冷たい雨の降る夜だから
 服を片付けに来たはずなのに、全く手に着かない。ああ、もうやだ。どうしよう。熱を持った頬に両手を当てて、思考をどこかに逸らしたくて部屋の中を見渡すと、段ボールの中に見慣れた背表紙があるのに気が付いた。
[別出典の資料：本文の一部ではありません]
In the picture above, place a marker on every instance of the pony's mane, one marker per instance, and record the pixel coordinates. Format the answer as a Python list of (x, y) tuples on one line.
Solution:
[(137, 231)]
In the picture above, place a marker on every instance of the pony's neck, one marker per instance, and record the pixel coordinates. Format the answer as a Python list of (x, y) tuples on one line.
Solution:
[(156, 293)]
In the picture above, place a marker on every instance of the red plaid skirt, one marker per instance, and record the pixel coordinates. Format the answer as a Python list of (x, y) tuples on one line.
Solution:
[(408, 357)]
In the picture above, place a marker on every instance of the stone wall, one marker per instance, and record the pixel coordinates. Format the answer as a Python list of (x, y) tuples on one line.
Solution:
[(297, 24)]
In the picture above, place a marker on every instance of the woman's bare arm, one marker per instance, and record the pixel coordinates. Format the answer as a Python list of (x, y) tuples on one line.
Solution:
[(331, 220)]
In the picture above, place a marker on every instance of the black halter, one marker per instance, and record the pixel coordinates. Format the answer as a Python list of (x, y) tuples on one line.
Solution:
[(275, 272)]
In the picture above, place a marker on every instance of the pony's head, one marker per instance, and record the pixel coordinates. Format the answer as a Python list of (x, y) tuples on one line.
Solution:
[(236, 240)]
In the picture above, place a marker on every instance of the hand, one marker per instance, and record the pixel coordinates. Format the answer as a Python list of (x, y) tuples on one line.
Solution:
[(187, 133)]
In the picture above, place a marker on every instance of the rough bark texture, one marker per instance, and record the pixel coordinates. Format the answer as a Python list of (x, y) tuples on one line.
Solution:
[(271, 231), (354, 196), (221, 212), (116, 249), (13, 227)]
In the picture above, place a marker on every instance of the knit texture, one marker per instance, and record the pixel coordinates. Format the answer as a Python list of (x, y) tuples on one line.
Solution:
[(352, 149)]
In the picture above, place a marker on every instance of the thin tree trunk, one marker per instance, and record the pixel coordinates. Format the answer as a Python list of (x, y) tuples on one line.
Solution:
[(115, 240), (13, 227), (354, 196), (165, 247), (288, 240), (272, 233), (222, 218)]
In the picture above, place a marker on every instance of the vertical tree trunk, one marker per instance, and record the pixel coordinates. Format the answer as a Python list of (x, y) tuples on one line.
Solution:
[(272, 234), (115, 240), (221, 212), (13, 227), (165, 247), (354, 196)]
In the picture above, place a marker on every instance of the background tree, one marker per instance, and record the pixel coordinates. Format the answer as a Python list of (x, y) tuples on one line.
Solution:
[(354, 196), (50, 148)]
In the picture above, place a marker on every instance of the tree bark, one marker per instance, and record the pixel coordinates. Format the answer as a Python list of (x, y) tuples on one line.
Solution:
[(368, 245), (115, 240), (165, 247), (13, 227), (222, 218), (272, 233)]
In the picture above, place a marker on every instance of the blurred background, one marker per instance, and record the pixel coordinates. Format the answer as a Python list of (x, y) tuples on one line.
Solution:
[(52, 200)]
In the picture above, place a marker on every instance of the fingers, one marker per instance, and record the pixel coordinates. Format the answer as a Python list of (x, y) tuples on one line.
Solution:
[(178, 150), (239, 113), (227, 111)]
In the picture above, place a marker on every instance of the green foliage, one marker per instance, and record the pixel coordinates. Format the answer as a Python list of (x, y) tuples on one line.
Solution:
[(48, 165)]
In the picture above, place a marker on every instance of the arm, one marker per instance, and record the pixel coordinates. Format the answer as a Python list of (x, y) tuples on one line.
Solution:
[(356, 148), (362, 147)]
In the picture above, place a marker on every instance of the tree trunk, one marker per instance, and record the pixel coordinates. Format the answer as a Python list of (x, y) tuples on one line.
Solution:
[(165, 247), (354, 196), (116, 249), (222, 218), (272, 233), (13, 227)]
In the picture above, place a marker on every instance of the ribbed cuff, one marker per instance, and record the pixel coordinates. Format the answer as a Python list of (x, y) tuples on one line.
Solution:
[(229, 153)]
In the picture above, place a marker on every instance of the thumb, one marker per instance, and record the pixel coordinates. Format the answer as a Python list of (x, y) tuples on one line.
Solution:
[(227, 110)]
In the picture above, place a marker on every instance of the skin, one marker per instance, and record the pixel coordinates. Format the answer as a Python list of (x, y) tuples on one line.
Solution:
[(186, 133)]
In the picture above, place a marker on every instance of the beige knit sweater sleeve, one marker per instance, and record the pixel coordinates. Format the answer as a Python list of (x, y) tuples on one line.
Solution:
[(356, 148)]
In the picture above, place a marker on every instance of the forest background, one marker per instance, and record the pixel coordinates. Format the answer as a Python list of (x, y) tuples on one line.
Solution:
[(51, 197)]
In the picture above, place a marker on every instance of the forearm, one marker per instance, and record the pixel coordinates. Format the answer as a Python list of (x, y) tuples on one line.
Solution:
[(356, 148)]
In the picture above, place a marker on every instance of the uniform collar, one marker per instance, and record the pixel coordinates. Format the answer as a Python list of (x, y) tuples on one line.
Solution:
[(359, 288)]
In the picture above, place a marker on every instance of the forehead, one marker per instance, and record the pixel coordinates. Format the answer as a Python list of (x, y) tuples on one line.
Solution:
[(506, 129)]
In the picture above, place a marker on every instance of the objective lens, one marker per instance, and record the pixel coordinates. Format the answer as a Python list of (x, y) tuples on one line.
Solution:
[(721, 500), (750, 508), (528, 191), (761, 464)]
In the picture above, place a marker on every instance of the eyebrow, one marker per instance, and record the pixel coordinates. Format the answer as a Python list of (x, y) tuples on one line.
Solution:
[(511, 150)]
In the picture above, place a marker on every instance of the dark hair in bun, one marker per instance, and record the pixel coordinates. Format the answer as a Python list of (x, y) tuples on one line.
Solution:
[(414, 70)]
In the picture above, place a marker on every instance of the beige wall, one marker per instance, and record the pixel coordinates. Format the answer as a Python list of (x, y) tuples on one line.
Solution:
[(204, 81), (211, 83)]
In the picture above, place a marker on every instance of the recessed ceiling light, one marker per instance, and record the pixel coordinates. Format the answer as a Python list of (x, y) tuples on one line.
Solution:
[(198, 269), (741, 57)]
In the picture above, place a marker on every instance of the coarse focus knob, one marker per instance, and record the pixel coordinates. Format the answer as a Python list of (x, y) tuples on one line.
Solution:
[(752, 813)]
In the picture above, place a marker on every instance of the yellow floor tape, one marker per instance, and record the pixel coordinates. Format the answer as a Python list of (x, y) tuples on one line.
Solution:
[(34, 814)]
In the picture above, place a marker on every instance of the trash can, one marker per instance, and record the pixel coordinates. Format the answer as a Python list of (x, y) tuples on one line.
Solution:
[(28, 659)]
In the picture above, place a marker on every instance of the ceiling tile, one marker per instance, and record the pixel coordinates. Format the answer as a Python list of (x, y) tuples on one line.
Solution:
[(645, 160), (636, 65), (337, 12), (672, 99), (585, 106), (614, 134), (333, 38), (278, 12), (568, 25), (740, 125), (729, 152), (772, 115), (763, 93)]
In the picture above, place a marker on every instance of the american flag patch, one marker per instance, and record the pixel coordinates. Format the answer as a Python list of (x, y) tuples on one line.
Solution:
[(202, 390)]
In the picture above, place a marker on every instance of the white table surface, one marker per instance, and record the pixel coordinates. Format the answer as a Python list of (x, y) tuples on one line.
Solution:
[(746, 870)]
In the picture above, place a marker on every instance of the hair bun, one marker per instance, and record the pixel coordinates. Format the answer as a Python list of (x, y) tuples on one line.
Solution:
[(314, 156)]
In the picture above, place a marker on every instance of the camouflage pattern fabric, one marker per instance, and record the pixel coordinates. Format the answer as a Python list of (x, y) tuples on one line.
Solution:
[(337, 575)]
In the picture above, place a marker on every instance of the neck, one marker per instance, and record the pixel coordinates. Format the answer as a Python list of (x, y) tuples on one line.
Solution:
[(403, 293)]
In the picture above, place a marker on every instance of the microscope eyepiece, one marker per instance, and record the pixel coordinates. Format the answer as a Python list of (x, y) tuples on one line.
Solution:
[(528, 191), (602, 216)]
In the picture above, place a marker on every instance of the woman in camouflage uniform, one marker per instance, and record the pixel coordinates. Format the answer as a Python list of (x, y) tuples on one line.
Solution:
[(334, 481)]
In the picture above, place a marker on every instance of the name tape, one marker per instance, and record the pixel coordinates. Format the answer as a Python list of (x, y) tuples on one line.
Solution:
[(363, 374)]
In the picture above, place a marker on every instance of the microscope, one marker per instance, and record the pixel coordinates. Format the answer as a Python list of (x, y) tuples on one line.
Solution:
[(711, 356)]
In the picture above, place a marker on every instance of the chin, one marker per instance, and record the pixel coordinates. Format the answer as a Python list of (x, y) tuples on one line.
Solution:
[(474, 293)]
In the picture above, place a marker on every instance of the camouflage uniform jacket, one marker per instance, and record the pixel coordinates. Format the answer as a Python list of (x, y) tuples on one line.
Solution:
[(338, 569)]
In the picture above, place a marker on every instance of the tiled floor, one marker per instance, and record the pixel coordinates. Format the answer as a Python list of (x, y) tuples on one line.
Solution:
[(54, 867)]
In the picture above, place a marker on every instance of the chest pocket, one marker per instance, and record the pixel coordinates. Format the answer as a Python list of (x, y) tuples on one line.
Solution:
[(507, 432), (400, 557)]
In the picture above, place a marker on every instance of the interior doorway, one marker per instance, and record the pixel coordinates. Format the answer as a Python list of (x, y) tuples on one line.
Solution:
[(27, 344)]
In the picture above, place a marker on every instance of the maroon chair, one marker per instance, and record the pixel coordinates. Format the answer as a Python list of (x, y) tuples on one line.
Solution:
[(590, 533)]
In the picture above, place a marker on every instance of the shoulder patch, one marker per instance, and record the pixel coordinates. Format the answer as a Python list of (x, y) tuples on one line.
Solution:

 大判の本と一緒に、一冊だけ高校の卒業アルバムが入っていた。先生自身のものではなくて、私の部屋にあるのと同じ、私の学年の卒業アルバム。

 先生、持ってたんだ。

 先生と付き合いだしてからは全く見ていなかったそれに、何気なく手を伸ばしてパラパラとめくる。

 はらりと小さな紙が落ちてきた。

 心臓が、止まるかと思った。見なくても、中に何が書いてあるか覚えてる。

 卒業式の日、私は物理実験準備室に行ったけど、先生は居なかった。だから私は、先生の机の上にあった紙に手紙を書いた。書きたい事は、なかなかまとまらなくて。少し書いては破ってを繰り返していったら、気づいたときにはA4サイズだった紙は葉書位の大きさになっていた。

 好きと怖いの間を彷徨っていた気持ちは全然まとまらなくて、ただ涙ばかりがが溢れたのを、今でも覚えてる。泣きながら一言だけ、どうしても言いたかった言葉だけを書いて、先生が戻ってこないうちに物理実験準備室を逃げ出した。

 卒業式の日に適当に挟んで、忘れたの? それとも…ちゃんと持っててくれたの?

 その答えは先生に聞くまでも無く、何気なく視線を戻した卒業アルバムが教えてくれた。

 18歳の私が居た。

 この手紙が挟まっていたのは文化祭の写真のページ、圭ちゃんと一緒に笑ってる私が居た。先生はちゃんと卒業アルバムの中の私を探してくれたんだ。私が授業中の先生を探したみたいに、クラスの写真じゃなく、ちゃんと笑ってる私のこと探してくれたんだ。

 嬉しくて泣きそうになって、急いで卒業アルバムを片付けて、キッチンに居た先生の背中にしがみついた。

「翠?」

「大好き」

 背中から先生の胸に腕を回してぎゅっとしがみつくと、先生が苦笑する。

「急になんだよ」

 先生のつれない態度がちょっと憎たらしかったりもするけれど、5年経った今も先生に言いたいことは何も変わってない。あの頃の私が言えなかった分たくさん言おう。

「先生、大好き」

 だって今なら、何のためらいも無く言えるから。